Press S or / to search in the book

Press ? to show this help

Press Esc to hide this help

Change Data Capture (CDC)

Change Data Capture (CDC) is the practice of streaming database mutations as ordered events so downstream systems can stay in sync without periodic full loads. Rather than asking “what does my data look like now?”, CDC answers “what changed, and when?”

DeltaForge is a CDC engine built to make log-based change streams reliable, observable, and operationally simple in modern, containerized environments. It focuses on row-level CDC from MySQL binlog and Postgres logical replication to keep consumers accurate and latency-aware while minimizing impact on source databases.

In short: DeltaForge tails committed transactions from MySQL and Postgres logs, preserves ordering and transaction boundaries, and delivers events to Kafka and Redis with checkpointed delivery, configurable batching, and Prometheus metrics - without requiring a JVM or distributed coordinator.


Why CDC matters

Traditional data integration relies on periodic batch jobs that query source systems, compare snapshots, and push differences downstream. This approach worked for decades, but modern architectures demand something better.

The batch ETL problem: A nightly sync means your analytics are always a day stale. An hourly sync still leaves gaps and hammers your production database with expensive SELECT * queries during business hours. As data volumes grow, these jobs take longer, fail more often, and compete for the same resources your customers need.

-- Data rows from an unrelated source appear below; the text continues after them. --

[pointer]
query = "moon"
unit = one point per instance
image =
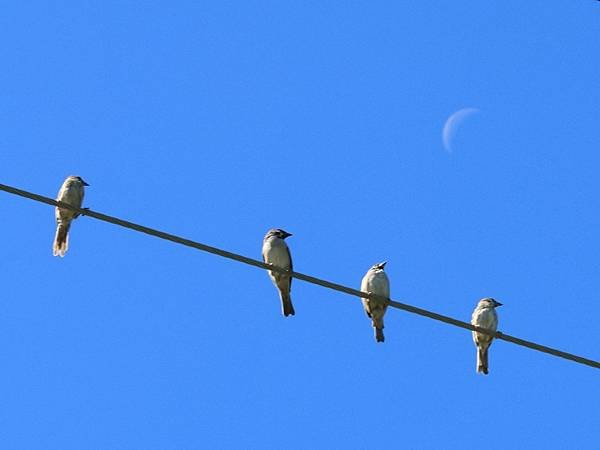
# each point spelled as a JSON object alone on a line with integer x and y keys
{"x": 452, "y": 123}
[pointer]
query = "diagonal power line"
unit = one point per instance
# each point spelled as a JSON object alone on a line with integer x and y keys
{"x": 300, "y": 276}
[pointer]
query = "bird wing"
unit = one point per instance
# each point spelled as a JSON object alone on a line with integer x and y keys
{"x": 287, "y": 249}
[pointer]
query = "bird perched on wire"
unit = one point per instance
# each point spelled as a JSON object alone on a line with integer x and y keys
{"x": 376, "y": 282}
{"x": 484, "y": 316}
{"x": 71, "y": 192}
{"x": 276, "y": 252}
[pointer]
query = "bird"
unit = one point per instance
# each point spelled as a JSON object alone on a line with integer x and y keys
{"x": 276, "y": 252}
{"x": 484, "y": 316}
{"x": 71, "y": 192}
{"x": 376, "y": 282}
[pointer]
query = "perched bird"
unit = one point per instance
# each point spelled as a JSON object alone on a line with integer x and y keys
{"x": 276, "y": 252}
{"x": 71, "y": 192}
{"x": 376, "y": 282}
{"x": 484, "y": 316}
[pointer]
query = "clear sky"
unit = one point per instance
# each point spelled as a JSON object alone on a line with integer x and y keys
{"x": 219, "y": 120}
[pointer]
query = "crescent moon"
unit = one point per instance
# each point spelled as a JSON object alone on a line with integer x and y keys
{"x": 452, "y": 124}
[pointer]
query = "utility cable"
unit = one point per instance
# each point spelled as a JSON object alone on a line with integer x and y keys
{"x": 300, "y": 276}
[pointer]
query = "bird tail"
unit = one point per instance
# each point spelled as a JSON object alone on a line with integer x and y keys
{"x": 378, "y": 325}
{"x": 482, "y": 361}
{"x": 286, "y": 305}
{"x": 61, "y": 240}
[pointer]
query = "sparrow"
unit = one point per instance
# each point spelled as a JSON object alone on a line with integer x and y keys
{"x": 71, "y": 192}
{"x": 484, "y": 316}
{"x": 276, "y": 252}
{"x": 376, "y": 282}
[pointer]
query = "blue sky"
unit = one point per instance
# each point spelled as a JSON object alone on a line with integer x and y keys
{"x": 217, "y": 121}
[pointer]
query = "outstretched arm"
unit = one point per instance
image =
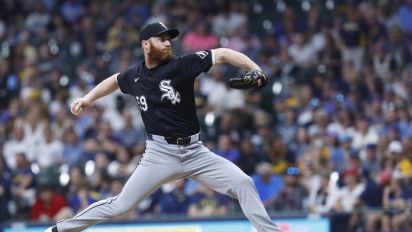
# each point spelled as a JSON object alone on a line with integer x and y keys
{"x": 226, "y": 55}
{"x": 252, "y": 79}
{"x": 106, "y": 87}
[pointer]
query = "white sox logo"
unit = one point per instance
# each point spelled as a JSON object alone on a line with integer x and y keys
{"x": 169, "y": 92}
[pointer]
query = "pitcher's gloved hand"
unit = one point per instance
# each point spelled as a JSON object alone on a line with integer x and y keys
{"x": 253, "y": 79}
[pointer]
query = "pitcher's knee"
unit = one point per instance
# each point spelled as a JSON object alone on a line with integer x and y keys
{"x": 244, "y": 181}
{"x": 118, "y": 207}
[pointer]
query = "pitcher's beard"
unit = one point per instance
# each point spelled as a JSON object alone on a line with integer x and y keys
{"x": 160, "y": 55}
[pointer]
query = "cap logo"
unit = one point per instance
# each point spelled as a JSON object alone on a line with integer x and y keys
{"x": 162, "y": 25}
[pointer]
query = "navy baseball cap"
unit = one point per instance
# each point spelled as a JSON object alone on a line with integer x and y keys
{"x": 155, "y": 29}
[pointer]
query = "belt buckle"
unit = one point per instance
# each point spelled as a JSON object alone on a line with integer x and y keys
{"x": 182, "y": 141}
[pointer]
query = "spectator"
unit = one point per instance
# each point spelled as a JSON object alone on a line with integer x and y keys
{"x": 17, "y": 144}
{"x": 293, "y": 195}
{"x": 347, "y": 196}
{"x": 321, "y": 200}
{"x": 23, "y": 184}
{"x": 50, "y": 152}
{"x": 5, "y": 184}
{"x": 395, "y": 201}
{"x": 73, "y": 148}
{"x": 200, "y": 39}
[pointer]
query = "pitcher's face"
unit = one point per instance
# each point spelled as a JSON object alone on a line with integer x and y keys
{"x": 160, "y": 48}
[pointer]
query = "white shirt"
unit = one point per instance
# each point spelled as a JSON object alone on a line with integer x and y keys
{"x": 49, "y": 154}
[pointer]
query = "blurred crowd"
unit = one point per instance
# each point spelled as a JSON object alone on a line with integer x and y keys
{"x": 331, "y": 133}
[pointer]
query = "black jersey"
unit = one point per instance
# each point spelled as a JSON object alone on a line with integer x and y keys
{"x": 165, "y": 94}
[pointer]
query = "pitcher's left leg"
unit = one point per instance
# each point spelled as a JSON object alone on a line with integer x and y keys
{"x": 225, "y": 177}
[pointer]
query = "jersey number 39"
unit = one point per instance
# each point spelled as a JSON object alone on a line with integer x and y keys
{"x": 141, "y": 101}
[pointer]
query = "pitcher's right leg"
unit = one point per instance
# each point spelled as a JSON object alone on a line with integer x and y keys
{"x": 154, "y": 170}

CDC flips the model. Instead of pulling data on a schedule, you subscribe to changes as they happen.

AspectBatch ETLCDC
LatencyMinutes to hoursSeconds to milliseconds
Source loadHigh (repeated scans)Minimal (log tailing)
Data freshnessStale between runsNear real-time
Failure recoveryRe-run entire jobResume from checkpoint
Change detectionDiff comparisonNative from source

These benefits compound as systems scale and teams decentralize:

  • Deterministic replay: Ordered events allow consumers to reconstruct state or power exactly-once delivery with checkpointing.
  • Polyglot delivery: The same change feed can serve caches, queues, warehouses, and search indexes simultaneously without additional source queries.

How CDC works

All CDC implementations share a common goal: detect changes and emit them as events. The approaches differ in how they detect those changes.

Log-based CDC

Databases maintain transaction logs (MySQL binlog, Postgres WAL) that record every committed change for durability and replication. Log-based CDC reads these logs directly, capturing changes without touching application tables.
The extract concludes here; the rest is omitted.